President of the Federation of Jewish Communities of Ukraine (FJCU), Rabbi Mayer Tzvi Stambler, penned a letter to Prime Minister Viktor Orbán in which he thanked Hungary for taking in Jewish refugees from Ukraine, and at the same time expressed hope that peace would be restored in Ukraine shortly.
According to Bertalan Havasi, the Deputy State Secretary heading the Press Office of the Hungarian Prime Minister, the rabbi wrote in his letter: “at a time of instability and uncertainty, we need friends and mutual support more than anything. Regrettably, we have recently seen the fateful prophecy of the Bible come true: “In the morning you shall say ‘I wish it were evening!’ and at evening you shall say ‘I wish it were morning!’ There is a terrible and bloody war being waged in Europe. People in the millions are compelled to leave their homes in the hope of finding a safer future. Therefore, we believe it is very important that from the very first moments of the crisis, Hungary set an example in helping Ukrainians in need, including members of the Jewish community.”

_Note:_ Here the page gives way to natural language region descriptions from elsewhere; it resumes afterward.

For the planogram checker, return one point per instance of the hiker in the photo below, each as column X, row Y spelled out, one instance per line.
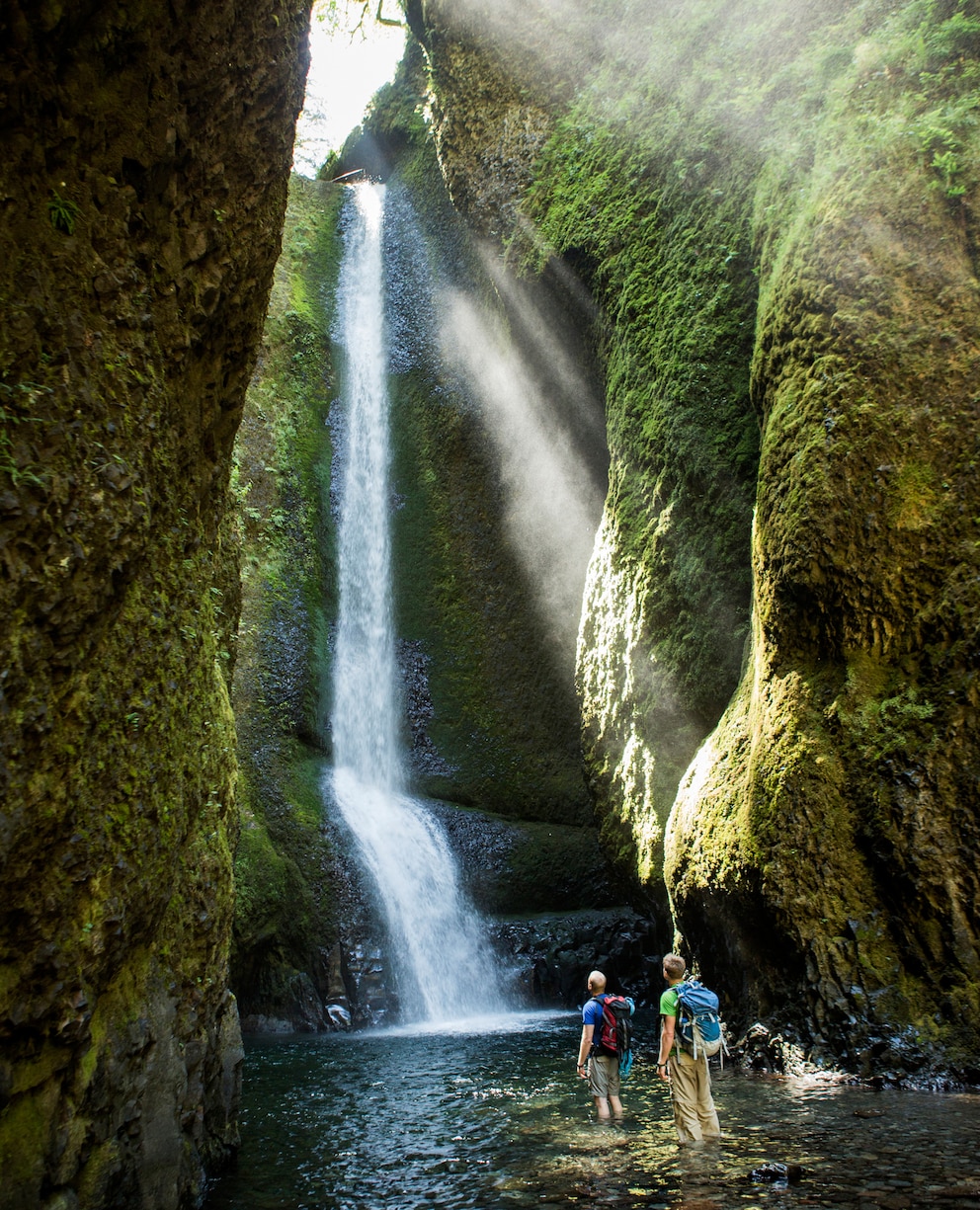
column 601, row 1070
column 694, row 1114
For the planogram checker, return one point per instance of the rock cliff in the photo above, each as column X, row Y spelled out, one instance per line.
column 776, row 211
column 145, row 155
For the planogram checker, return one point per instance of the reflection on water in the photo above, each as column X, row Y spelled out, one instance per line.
column 493, row 1119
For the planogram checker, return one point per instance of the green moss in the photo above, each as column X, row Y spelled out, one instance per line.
column 285, row 908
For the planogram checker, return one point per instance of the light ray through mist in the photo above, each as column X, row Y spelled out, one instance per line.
column 553, row 504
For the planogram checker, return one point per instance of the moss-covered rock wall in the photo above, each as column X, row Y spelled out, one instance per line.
column 143, row 175
column 775, row 209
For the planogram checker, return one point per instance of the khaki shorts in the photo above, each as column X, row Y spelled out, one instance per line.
column 604, row 1076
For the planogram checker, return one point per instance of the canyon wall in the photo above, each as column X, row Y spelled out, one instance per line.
column 776, row 213
column 145, row 156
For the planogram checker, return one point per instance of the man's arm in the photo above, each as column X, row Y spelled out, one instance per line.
column 585, row 1046
column 667, row 1043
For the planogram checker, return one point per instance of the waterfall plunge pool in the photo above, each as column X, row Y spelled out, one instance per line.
column 472, row 1118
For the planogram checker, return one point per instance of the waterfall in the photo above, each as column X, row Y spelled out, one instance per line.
column 445, row 963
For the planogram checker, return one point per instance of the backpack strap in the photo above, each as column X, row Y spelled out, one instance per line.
column 597, row 1030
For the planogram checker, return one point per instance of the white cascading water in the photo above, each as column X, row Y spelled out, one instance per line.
column 445, row 963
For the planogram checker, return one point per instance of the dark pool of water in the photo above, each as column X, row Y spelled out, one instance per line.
column 495, row 1117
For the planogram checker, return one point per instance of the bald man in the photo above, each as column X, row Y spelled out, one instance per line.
column 601, row 1070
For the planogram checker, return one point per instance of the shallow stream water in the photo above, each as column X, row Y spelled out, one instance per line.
column 490, row 1114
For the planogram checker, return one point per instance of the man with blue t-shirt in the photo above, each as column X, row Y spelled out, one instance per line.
column 601, row 1070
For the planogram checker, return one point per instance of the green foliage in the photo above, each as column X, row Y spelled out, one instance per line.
column 14, row 399
column 284, row 905
column 62, row 211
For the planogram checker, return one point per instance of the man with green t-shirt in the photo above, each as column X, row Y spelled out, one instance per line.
column 694, row 1114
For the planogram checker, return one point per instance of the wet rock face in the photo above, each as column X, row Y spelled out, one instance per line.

He emphasized that the Federation of Jewish Communities of Ukraine (FJCU) runs as a nationwide nonprofit organization. Serving a total of around 500,000 Jews, they run 162 communities, 36 synagogues, 33 nursery schools, four yeshivas, and five secondary institutions.
“The outbreak of the war put an abrupt end to this extraordinary and thriving welfare and the developments coordinated by us,” Rabbi Mayer Tzvi Stambler wrote, pointing out that in these chaotic times, Hungary’s humanitarian activity is especially valuable for them.
He noted that the Jewish refugees from Ukraine had been given a large area by the Hungarian government where they were permitted to establish a temporary kosher refugee camp. Nearly 500 people are being housed in the 18-hectare holiday village Balatonőszöd, where special assistance is being given to women and the elderly who were forced to leave their male relatives behind. Kosher food is available, their religious needs are taken into account, and the education of children is taken care of. They are also providing assistance for the refugees with integration into Israeli or local Jewish communities. Additionally, the government is helping the refugees integrate into local or Israeli Jewish groups.